Pour cette création dans le cadre du Laboratoire Être, jouer et performer mené par Laurent Berger le défi est de taille : en 10 jours - soit deux sessions de 5 jours avec un mois de pause entre les deux - il s’agit de créer une forme spectaculaire avec quinze anciennes étudiantes du Master Création de Montpellier en mettant en jeu au maximum les outils pour la scène formalisés par l’équipe de recherche de la Fabrique Autonome des Acteurs (R-team).
Daria Lippi et Juliette Salmon se proposent d’expérimenter le binôme Metteur en scène - Coach pour relever ce défi. Familières de la transmission pédagogique à deux et du groupe d’anciennes élèves invitées c’est aussi une manière pour elles de changer leur dynamique de travail.
Lippi est donc metteur en scène. Elle donne la direction, a le final cut, est à l’extérieur et voit donc ce qu’il est impossible de voir de l’intérieur, elle s’attache aux parties comme au tout, elle est maître de la cohérence globale, elle guide la ligne esthétique et dramaturgique, elle fait des notes individuelles et collectives.
Salmon est coach. Elle est actrice au plateau avec le groupe. Elle se frotte aux mêmes matières et obstacles que les actrices en scène, elle voit et sent depuis l’intérieur de l’action ce qu’il est impossible de voir de l’extérieur et ce que la jeunesse dans le métier empêche souvent le groupe de percevoir de l’intérieur, elle impulse les mouvements de groupe, elle fait des retours individuels et proposent des outils spécifiques aux actrices.
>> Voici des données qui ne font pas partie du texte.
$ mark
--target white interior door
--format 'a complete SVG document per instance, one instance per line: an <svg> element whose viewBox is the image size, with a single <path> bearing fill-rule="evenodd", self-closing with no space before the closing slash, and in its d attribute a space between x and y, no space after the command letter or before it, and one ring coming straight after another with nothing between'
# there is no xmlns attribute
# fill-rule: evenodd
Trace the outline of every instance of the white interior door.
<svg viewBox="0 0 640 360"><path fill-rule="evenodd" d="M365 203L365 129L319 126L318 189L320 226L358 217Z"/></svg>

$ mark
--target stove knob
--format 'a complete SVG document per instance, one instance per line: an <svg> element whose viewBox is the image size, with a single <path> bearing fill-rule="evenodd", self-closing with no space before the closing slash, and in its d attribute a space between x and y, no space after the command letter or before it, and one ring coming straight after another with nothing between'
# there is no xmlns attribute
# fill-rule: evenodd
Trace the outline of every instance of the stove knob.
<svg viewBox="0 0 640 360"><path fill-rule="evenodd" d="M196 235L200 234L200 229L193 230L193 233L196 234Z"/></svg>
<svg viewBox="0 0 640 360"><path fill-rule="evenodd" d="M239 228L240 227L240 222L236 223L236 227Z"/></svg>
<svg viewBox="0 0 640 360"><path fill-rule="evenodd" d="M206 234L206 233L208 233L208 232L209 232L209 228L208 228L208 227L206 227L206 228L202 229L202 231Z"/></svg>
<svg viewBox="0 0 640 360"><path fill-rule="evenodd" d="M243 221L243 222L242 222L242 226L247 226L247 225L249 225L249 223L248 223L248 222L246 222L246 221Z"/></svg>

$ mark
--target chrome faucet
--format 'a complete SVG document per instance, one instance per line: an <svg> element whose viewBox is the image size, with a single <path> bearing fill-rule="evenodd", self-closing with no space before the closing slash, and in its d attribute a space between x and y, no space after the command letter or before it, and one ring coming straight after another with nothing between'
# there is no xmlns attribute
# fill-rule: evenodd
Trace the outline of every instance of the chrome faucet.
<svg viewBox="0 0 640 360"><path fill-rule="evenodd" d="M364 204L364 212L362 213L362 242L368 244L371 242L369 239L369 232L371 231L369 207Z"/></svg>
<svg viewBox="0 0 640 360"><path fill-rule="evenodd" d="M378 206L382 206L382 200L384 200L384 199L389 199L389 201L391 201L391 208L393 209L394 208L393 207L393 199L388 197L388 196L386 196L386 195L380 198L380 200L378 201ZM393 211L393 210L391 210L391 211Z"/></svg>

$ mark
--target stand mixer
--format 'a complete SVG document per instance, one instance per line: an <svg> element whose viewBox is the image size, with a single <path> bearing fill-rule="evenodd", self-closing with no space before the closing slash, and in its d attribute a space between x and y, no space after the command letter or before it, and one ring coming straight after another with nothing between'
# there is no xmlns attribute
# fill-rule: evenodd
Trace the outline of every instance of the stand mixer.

Ensemble elles construisent, proposent et leadent les protocoles d’entraînement et de création, font des notes, travaillent à la composition et au montage.
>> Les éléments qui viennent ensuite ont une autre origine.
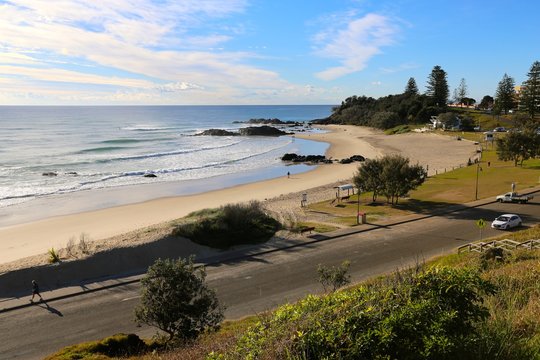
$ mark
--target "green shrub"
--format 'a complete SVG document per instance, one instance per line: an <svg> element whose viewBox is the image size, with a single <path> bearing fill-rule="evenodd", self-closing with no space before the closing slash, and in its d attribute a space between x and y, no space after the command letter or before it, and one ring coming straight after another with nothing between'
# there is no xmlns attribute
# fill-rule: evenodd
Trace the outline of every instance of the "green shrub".
<svg viewBox="0 0 540 360"><path fill-rule="evenodd" d="M492 286L434 268L285 305L246 332L232 358L455 359L478 339Z"/></svg>
<svg viewBox="0 0 540 360"><path fill-rule="evenodd" d="M155 326L168 341L184 343L223 320L223 307L206 284L203 267L189 259L158 259L141 280L141 303L135 308L138 323Z"/></svg>
<svg viewBox="0 0 540 360"><path fill-rule="evenodd" d="M195 219L178 225L173 234L220 249L267 241L280 228L279 222L266 215L256 201L226 205L192 216Z"/></svg>
<svg viewBox="0 0 540 360"><path fill-rule="evenodd" d="M60 262L60 254L54 248L50 248L48 251L49 253L49 263L55 264Z"/></svg>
Chaque journée commence par la lecture (individuelle mais dans le même espace-temps pour tout le groupe) de l’autonotation. Trois minutes pour relire et visualiser les réussites, commandes et événements récoltés la veille en fin de journée pendant cinq minutes. Le cahier d’autonotation a été transmis à la faa. par Yves Delnord, tireur et ancien entraîneur de l’Équipe de France de Tir sportif. Créé par le tireur américain Lanny Bassham le cahier d’autonotation est une pratique autonome qui joue un grand rôle dans l’éducation du ressenti dans l’action et la capacité à progresser et se rendre compte de sa progression : une préparation mentale à la performance.
Lippi et Salmon aiment et pratiquent le théâtre comme sport d’équipe. Une grande part de l’entraînement consiste donc à créer et entraîner le corps (cerveau compris!) du groupe, à en faire un organisme vivant à part entière.
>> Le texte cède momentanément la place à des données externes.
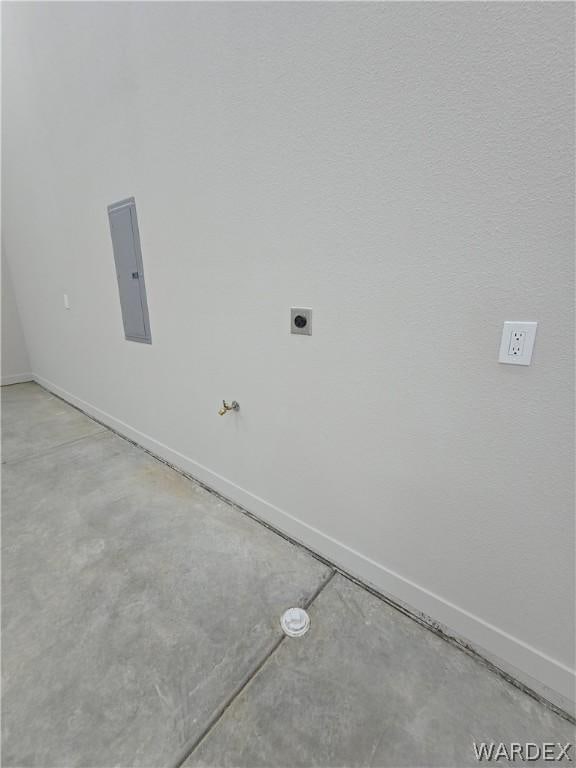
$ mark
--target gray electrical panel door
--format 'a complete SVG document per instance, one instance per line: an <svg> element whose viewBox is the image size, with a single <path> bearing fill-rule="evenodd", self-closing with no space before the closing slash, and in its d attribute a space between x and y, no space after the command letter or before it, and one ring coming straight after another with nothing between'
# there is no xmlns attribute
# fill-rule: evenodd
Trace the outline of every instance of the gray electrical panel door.
<svg viewBox="0 0 576 768"><path fill-rule="evenodd" d="M116 262L124 335L130 341L152 343L144 268L134 198L108 206L112 248Z"/></svg>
Escucha est une pratique de groupe qui fonctionne par empilement de règles. Aux règles de base (marche silencieuse, rythme commun, équilibre de l’espace) s’ajoutent un répertoire d’actions (sauter, aller à terre, s’arrêter, repartir, faire 2 pas lents, faire 5 pas rapides) puis des contraintes (d’espace et de regard). Les actions sont déclenchées par une leader tournant (qui veut impulse l’action quand elle veut). Le reste du groupe réagit le plus rapidement possible à l’impulsion de la leader en faisant la même action. Si je réagis avec une autre action du répertoire ce n’est pas un problème car c’est la vitesse de réaction qui est visée.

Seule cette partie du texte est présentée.